Finding ground states of quantum many-body systems is known to be hard for both classical and quantum computers. As a result, when Nature cools a quantum system in a low-temperature thermal bath, the ground state cannot always be found efficiently. Instead, Nature finds a local minimum of the energy. In this work, we study the problem of finding local minima in quantum systems under thermal perturbations. While local minima are much easier to find than ground states, we show that finding a local minimum is computationally hard for classical computers, even when the task is to output a single-qubit observable at any local minimum. In contrast, we prove that a quantum computer can always find a local minimum efficiently using a thermal gradient descent algorithm that mimics the cooling process in Nature. To establish the classical hardness of finding local minima, we consider a family of two-dimensional Hamiltonians such that any problem solvable by polynomial-time quantum algorithms can be reduced to finding ground states of these Hamiltonians. We prove that for such Hamiltonians, all local minima are global minima. Therefore, assuming quantum computation is more powerful than classical computation, finding local minima is classically hard and quantumly easy.

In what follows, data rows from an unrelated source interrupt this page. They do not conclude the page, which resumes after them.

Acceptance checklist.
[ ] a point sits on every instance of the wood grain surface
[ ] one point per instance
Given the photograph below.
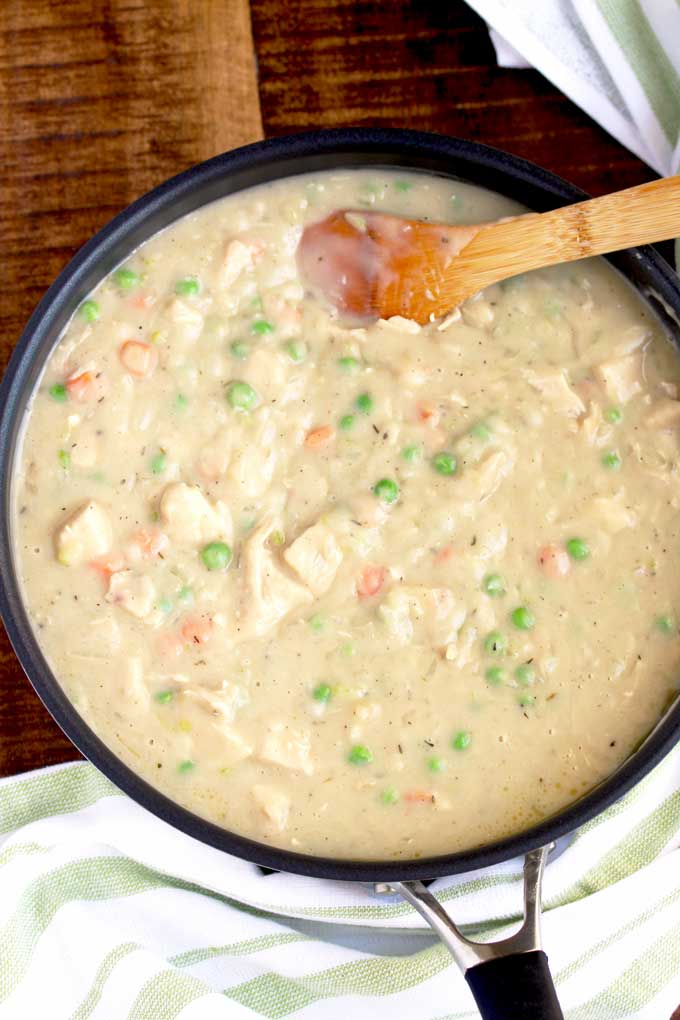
(100, 102)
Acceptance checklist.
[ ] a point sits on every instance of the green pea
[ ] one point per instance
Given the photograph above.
(240, 349)
(493, 585)
(445, 463)
(386, 491)
(495, 643)
(360, 755)
(349, 364)
(126, 279)
(89, 311)
(523, 618)
(411, 453)
(577, 549)
(612, 460)
(665, 624)
(158, 463)
(494, 675)
(261, 326)
(216, 555)
(242, 397)
(297, 350)
(187, 287)
(525, 675)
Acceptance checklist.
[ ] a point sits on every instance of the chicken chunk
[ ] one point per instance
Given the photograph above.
(555, 388)
(315, 557)
(133, 592)
(274, 804)
(189, 517)
(268, 595)
(188, 321)
(613, 514)
(238, 258)
(420, 614)
(480, 480)
(85, 534)
(252, 467)
(288, 747)
(622, 377)
(664, 414)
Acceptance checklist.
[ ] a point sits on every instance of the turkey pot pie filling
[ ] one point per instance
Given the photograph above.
(371, 592)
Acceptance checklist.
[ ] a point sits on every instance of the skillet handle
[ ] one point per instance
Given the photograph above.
(515, 987)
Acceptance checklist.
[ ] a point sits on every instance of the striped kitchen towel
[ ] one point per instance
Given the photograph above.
(107, 913)
(618, 59)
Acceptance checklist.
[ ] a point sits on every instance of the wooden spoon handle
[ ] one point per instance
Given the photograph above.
(635, 216)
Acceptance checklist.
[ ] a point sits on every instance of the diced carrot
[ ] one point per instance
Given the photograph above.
(419, 797)
(143, 301)
(428, 414)
(170, 646)
(80, 387)
(197, 630)
(107, 565)
(319, 437)
(554, 561)
(139, 358)
(147, 543)
(371, 580)
(445, 554)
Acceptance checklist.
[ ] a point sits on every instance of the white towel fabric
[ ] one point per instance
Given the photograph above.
(619, 60)
(107, 913)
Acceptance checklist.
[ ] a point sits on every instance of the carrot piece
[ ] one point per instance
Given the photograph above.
(80, 387)
(319, 437)
(428, 413)
(197, 630)
(148, 543)
(139, 358)
(419, 797)
(107, 565)
(371, 580)
(554, 561)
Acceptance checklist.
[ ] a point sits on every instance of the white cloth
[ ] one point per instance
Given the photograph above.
(107, 913)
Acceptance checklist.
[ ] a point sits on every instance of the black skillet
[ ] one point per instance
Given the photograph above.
(510, 979)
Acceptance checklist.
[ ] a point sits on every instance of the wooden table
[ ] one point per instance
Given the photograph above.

翻译：寻找量子多体系统的基态被认为对经典计算机和量子计算机而言都是困难的。因此，当自然系统在低温热浴中冷却时，基态并非总能被有效找到。取而代之的是，自然系统找到能量的局部极小值。在本工作中，我们研究了在热扰动下量子系统中寻找局部极小值的问题。尽管局部极小值比基态更容易找到，但我们证明，即使任务只是输出任意局部极小值下的单个量子比特可观测量，对于经典计算机而言，寻找局部极小值在计算上仍然是困难的。相比之下，我们证明了量子计算机可以通过模拟自然冷却过程的热梯度下降算法始终高效地找到局部极小值。为了确立寻找局部极小值的经典困难性，我们考虑了一族二维哈密顿量，使得任何可由多项式时间量子算法解决的问题都可以归约为寻找这些哈密顿量的基态。我们证明，对于这类哈密顿量，所有局部极小值都是全局极小值。因此，假设量子计算比经典计算更强大，则寻找局部极小值在经典上困难而在量子上容易。